Debra Call files to run for Legislature, entering race for South Anchorage Senate seat

Mark Begich and Debra Call during the 2018 elections.

With less than two months left before the end of the year—and the end of the 2019 fundraising cycle—filings for the 2020 statewide election have been on the uptick with several notable names entering the race.

Monday saw the entry of Debra Call, who ran for lieutenant governor in 2018 on the Democratic ticket as Mark Begich’s running mate. Call filed a letter of intent late Monday with the Alaska Public Offices Commission, a filing that allows her to begin fundraising, signaling her intent to run for state Senate.

We have reached out to Call for comment and will update this post. Call is currently traveling and declined to comment. We’ll have something in the next few weeks.
Call is a resident of the South Anchorage Senate District M, which is currently held by Republican Sen. Josh Revak. Revak was appointed to the position by Gov. Michael J. Dunleavy following the death of Sen. Chris Birch and confirmed earlier this month by Senate Republicans.

Birch won a four-year term in 2018, but state law requires that a special election be held in 2020 for the remainder of the term. The election will appear on the normal primary and general election ballots.

Birch won the district handily in 2018, but the district is far from solidly Republican.

One of the Senate district’s house districts voted for statewide Democratic tickets over the Republican ones. House District 25, which elected Revak, narrowly favored the Begich/Call ticket over Dunleavy as well as independent candidate Alyse Galvin over U.S. Rep. Don Young.

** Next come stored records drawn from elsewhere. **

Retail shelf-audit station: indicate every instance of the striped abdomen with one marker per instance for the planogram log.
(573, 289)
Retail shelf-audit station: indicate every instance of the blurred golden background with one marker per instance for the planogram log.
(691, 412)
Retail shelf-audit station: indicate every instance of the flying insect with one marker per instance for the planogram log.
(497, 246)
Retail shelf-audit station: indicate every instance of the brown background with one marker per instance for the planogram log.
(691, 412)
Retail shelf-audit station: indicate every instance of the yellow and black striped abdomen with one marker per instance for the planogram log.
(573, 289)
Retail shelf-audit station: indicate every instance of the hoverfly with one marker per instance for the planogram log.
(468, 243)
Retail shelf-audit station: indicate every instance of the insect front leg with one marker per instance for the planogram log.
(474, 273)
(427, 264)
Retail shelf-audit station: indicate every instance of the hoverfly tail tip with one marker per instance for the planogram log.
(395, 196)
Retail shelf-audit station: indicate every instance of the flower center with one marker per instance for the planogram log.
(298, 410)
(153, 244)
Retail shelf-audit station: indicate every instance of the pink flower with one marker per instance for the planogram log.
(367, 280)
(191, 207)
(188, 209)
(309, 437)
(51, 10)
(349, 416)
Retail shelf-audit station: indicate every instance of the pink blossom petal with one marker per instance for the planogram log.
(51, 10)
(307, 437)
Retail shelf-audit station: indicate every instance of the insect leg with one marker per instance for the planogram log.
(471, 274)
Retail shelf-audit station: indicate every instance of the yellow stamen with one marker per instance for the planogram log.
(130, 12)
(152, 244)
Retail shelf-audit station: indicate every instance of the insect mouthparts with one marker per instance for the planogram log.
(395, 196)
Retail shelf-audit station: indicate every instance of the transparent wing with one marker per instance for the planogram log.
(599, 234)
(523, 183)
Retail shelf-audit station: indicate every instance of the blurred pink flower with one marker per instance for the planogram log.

Young and Dunleavy still easily took the entire Senate district thanks to far larger margins of victory in House District 26, which elected Rep. Laddie Shaw.

According to recall records, about 8 percent of eligible voters in Senate District M signed the recall petition. The recall campaign collected signatures from 8 percent of eligible voters statewide.

About Call

With plenty of controversy at the top of the gubernatorial race, Call got little media attention during the race. She has a strong resume, previously working as the director of operations at the Alaska Native Heritage Center and serving as the president of the Knik Tribal Council.

During the 2018 campaign, Call was focused primarily on economic and workforce development. If elected, she would be the only Alaska Native legislator living on the road system.

Why it matters

With fundraising limits tied to the calendar year, expect to see plenty more candidates get in before the end of the year to take advantage of the opportunity to get two maximum contributions for donors.

It’s also a prime time for candidates to be testing the waters so it’s possible that many of the letters of intent that we’re seeing filed lately may not ultimately lead to a candidacy in 2020.

Still, the deeply unpopular cuts made by Dunleavy made permanent with the help of his legislative allies is more than enough to fuel opponents’ campaigns.

Anchorage Democratic challenger Liz Snyder reported raising about $35,000 in one fundraiser for her rematch with Republican Rep. Lance Pruitt, who as minority leader has been the face of pro-Dunleavy legislators.

In Homer, ardent Dunleavy ally Republican Rep. Sarah Vance has drawn a challenge by Kenai Peninsula Borough Assembly President Kelly Cooper, an undeclared candidate. Cooper told the Peninsula Clarion that she was frustrated by action in the Alaska Legislature.

“After watching last year’s session I grew extremely frustrated,” she said. “I decided to run to reject the partisan dysfunction and instead carry forward the independent traditions of the Alaska I know and love.”